This is who we are now. But is it too late? Is there reason to still believe in the fundamental goodness of humanity? Is there a chance to find our way again, to recognize some sort of empathetic commonality? Is grace still possible?

I don’t know.

I’ve certainly had my share of tumultuous moments and lapses in decorum. I’ve engaged in extremely heated arguments over immigration and reproductive rights. I’ve gone head-to-head with strangers on Facebook over police brutality and racial injustice. My mom rage has been triggered in the name of protecting my transgender daughter. While I could have been more finessed in some of these encounters, I don’t know if I’m sorry for any of them, especially the latter. Anyone whose daughter has been chased off a train platform and into a busy intersection by an unprovoked mad man threatening to kill her would certainly understand. This leads us to the question of civility and its possible limitations. In my mind, there’s a notable contrast between merely having a difference of opinion with someone and actively supporting policies or activities that create clear harm for others. If someone is preaching hate or violence, am I obligated to be nice to them in the name of civility? Or to put it more coarsely, is it really so bad to punch a Nazi?

So where does this leave us?

If we’re trying to find the goodness in humanity, then maybe the first step is to look for the goodness in ourselves. One tool that is sometimes helpful for me in this effort is Metta practice, a meditation on loving kindness.  Loving kindness is one of the four immeasurables of Buddhism. The other three are compassion, empathetic joy and equanimity. As we settle into our Metta meditation, we silently repeat three simple phrases: “May I have physical happiness. May I have mental happiness. May I live with ease.” We start with ourselves to lay the groundwork, visualizing mental happiness, physical happiness and living with ease, whatever these may look like. We then direct the meditation towards others- loved ones, daily acquaintances (i.e. the cashier at the grocery store) and people we have difficulty with.
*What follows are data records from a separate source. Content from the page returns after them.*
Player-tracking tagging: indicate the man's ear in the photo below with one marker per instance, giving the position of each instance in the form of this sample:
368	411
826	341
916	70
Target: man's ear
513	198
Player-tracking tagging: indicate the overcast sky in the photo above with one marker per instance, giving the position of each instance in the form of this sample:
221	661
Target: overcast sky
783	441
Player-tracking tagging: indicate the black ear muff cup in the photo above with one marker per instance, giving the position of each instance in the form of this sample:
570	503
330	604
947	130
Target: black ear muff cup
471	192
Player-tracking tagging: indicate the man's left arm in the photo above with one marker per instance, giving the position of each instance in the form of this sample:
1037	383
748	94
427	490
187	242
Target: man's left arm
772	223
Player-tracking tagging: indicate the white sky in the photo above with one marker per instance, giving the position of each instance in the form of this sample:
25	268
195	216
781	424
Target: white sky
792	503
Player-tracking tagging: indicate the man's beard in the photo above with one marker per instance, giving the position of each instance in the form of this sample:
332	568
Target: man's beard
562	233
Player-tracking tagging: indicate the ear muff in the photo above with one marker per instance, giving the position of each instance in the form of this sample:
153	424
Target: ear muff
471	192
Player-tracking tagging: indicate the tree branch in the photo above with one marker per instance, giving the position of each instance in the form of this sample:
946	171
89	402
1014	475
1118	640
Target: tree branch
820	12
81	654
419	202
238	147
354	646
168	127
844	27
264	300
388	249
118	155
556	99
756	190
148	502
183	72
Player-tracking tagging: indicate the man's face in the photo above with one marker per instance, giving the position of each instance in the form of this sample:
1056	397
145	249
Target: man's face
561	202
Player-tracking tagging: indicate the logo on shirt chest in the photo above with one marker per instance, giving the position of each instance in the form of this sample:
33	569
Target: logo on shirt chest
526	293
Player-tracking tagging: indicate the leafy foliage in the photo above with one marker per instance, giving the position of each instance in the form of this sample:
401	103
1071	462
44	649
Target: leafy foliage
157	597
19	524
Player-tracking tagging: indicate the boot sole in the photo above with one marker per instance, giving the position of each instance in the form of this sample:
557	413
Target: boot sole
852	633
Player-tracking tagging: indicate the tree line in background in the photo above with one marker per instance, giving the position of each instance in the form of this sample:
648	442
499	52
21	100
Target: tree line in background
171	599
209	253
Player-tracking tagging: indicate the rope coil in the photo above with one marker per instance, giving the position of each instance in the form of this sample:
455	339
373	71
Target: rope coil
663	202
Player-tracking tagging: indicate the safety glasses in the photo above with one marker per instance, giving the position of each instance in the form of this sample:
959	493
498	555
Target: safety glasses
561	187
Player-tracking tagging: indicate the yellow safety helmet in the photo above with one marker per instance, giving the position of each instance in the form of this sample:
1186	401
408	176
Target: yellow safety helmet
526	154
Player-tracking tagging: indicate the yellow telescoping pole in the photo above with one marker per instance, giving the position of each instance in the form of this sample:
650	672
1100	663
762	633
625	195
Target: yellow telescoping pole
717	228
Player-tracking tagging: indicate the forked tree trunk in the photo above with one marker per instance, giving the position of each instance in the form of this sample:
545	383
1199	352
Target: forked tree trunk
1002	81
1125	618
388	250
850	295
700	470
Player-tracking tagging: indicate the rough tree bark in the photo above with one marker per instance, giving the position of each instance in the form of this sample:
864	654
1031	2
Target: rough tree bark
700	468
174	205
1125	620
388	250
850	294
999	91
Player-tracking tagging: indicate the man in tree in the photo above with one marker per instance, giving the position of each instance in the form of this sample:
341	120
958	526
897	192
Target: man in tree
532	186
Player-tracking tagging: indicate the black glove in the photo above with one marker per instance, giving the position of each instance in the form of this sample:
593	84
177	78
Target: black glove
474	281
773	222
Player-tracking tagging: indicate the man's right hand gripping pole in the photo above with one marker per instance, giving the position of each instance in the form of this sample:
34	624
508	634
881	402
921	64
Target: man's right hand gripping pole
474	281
And then we extend the meditation to all living beings across the universe. With each phase of the practice, we open just a little more, generating spaciousness and compassion. When practiced regularly with clear intention, Metta can be beautifully transcendent.

I’m a woman with strong opinions, robust passions and rough edges. Frankly, I don’t know if even Buddhism can save us. But I do know that when I engage in Metta practice, I develop a more gentle relationship with myself and a deeper sense of empathy for others. Sometimes when I’m in a funk, I do a mobile version of Metta, sending wishes of loving kindness to people I see out and about: to the man jogging up the hill on Cherry Street, may he have physical happiness; to the woman standing at the crosswalk, holding a latte, may she have mental happiness; to the elderly couple in the drugstore, may they live with ease. It’s a fun way of sending secret wishes into the world, while also softening my own heart. If it bolsters something bigger and better, then so be it. I just don’t claim to know.

To ponder whether to believe or not is to juggle with dichotomy. Perhaps history will be the final arbiter as to the state of our humanity; whether we were able to salvage some fundamental goodness or if that baseline deteriorated forever. Ultimately, it’s up to each of us to choose which side of history we’ll personally land on. As for Andrew Luck, I wish him well and have nothing but respect for his decision. He did what he had to do for his health, his family and his life. May he have physical happiness. May he have mental happiness. May he live with ease.